The first major red flag is the timeframe in which customer payment cards were exposed. Hyatt found that customer cards were compromised from August 13th to December 8th. This means it took Hyatt almost four months to discover malware in their systems.

Secondly, the majority of the compromised card information was used at restaurants, spas, golf shops, parking systems, and front desks & sales offices at around 250 locations in approximately 50 different countries. The unsettling part of this particular point is that the compromised cards were used all over the world, and not just in the US, meaning anyone anywhere is a potential cyber crime victim.

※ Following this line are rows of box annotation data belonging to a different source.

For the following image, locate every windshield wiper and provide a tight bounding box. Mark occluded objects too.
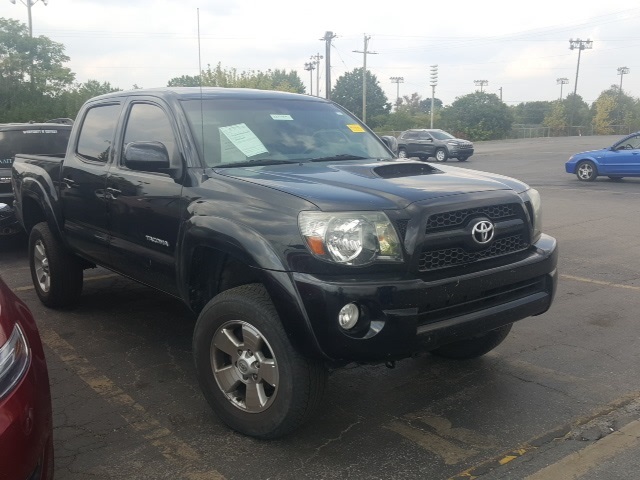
[311,153,368,162]
[213,158,300,168]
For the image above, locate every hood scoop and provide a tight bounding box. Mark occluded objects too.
[373,162,442,178]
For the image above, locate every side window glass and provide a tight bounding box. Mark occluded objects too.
[123,103,179,165]
[76,104,120,163]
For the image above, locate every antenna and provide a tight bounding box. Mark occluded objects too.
[196,8,207,176]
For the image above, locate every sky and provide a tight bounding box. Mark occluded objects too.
[0,0,640,105]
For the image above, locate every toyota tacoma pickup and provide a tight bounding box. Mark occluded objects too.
[12,88,557,438]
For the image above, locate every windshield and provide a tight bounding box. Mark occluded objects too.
[182,98,392,167]
[431,131,456,140]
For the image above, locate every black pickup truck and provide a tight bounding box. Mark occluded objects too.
[12,88,557,438]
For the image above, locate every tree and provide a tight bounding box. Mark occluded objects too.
[512,101,553,125]
[542,100,569,136]
[441,92,513,140]
[331,68,391,127]
[167,63,305,93]
[0,18,74,122]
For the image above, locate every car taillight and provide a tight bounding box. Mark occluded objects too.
[0,325,31,400]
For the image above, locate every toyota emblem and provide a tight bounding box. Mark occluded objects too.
[471,220,495,245]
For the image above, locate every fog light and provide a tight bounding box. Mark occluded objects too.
[338,303,360,330]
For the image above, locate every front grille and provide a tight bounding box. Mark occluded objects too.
[418,235,527,272]
[425,203,516,233]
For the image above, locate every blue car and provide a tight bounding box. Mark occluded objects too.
[565,132,640,182]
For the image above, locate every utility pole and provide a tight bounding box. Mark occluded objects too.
[618,67,629,132]
[569,38,593,134]
[311,53,324,97]
[473,80,489,93]
[320,31,336,100]
[304,62,317,95]
[353,35,378,123]
[389,77,404,110]
[429,65,438,128]
[9,0,49,37]
[556,77,569,100]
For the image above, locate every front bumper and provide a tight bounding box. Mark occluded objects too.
[293,235,558,362]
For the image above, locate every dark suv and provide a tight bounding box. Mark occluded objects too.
[398,129,473,162]
[0,123,71,237]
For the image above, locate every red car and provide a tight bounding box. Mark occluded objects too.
[0,278,53,480]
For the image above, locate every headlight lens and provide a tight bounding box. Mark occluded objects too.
[524,188,542,242]
[298,212,402,265]
[0,325,31,400]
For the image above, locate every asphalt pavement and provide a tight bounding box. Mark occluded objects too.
[0,137,640,480]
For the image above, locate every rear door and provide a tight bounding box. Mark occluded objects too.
[106,97,184,294]
[60,100,122,264]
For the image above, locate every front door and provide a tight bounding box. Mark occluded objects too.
[106,99,184,294]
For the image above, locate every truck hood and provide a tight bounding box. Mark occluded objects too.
[216,161,528,211]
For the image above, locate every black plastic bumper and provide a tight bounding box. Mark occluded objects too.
[293,235,557,361]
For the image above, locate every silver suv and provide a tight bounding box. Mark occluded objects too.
[398,129,473,162]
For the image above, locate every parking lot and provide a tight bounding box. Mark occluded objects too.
[0,137,640,480]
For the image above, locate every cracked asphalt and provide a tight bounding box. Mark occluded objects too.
[0,137,640,480]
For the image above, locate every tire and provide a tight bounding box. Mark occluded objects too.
[576,160,598,182]
[29,222,83,308]
[193,284,327,439]
[435,148,449,162]
[431,323,513,360]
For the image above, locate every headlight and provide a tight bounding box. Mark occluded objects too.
[298,212,402,265]
[523,188,542,243]
[0,325,31,400]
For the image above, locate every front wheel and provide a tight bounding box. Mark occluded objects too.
[29,222,83,308]
[576,160,598,182]
[431,323,513,360]
[435,148,449,162]
[193,284,327,439]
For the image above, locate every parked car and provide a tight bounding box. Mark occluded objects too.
[0,278,53,480]
[565,132,640,182]
[398,129,473,162]
[0,123,73,237]
[12,88,558,438]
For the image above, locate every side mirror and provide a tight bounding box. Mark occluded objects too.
[380,135,398,155]
[124,142,171,173]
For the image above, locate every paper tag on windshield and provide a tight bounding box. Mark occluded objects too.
[220,123,268,158]
[271,113,293,120]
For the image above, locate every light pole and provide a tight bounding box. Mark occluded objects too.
[389,77,404,110]
[429,65,438,128]
[473,80,489,93]
[304,62,317,95]
[569,38,593,133]
[556,77,569,100]
[618,67,629,131]
[9,0,49,37]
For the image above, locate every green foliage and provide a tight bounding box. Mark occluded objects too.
[511,101,553,125]
[331,68,391,127]
[0,18,74,122]
[167,63,305,93]
[441,92,513,140]
[542,100,569,137]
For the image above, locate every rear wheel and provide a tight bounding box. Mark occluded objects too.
[435,148,449,162]
[576,160,598,182]
[431,323,513,360]
[29,222,83,308]
[193,284,326,438]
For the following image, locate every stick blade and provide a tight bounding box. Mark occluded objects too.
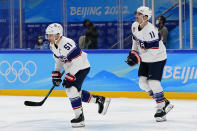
[24,101,43,106]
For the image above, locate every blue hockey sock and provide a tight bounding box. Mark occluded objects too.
[81,90,92,103]
[153,91,165,103]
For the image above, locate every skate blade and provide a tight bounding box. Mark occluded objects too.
[101,98,111,115]
[165,104,174,114]
[155,116,167,122]
[71,121,85,128]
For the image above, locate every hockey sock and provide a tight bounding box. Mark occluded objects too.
[154,91,165,108]
[81,90,96,103]
[148,90,155,99]
[66,86,82,116]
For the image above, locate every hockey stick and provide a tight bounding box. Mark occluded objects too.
[24,71,65,106]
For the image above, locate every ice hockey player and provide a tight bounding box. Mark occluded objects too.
[45,23,111,127]
[126,6,173,122]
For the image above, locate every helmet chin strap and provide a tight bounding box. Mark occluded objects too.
[54,36,62,44]
[139,16,147,27]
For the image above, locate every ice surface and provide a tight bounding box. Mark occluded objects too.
[0,96,197,131]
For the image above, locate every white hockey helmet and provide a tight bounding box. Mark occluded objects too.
[137,6,152,20]
[45,23,63,37]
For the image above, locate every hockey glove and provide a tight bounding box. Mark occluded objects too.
[52,71,62,86]
[125,50,141,66]
[62,73,76,88]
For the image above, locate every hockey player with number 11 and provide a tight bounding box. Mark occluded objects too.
[126,6,173,122]
[46,23,111,127]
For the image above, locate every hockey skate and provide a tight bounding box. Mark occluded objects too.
[154,99,174,122]
[71,113,85,128]
[93,95,111,115]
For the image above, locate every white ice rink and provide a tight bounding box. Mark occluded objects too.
[0,96,197,131]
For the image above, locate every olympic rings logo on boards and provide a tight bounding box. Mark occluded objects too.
[0,61,37,83]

Hyatt is working with cyber security experts to help strengthen their security measures and ensure this doesn’t happen to customers again. Notification letters are being sent to those affected by the cyber attack and customers can also contact Hyatt if they found unfamiliar activity on their credit cards. Unfortunately Hyatt is just another name in a long string of hotel chain cyber attacks – Hilton Worldwide, Starwood, and Mandarin Oriental all dealt with similar events last year.

With the FTC focusing more on security in 2016, there is hope that these breaches will slowly become a thing of the past – New ‘chip’ systems in credit cards should also help mitigate the risk of compromised credit card information. In the meantime, vigilance is key for both companies and consumers alike; we can only hope to see stronger security rise and risk decrease.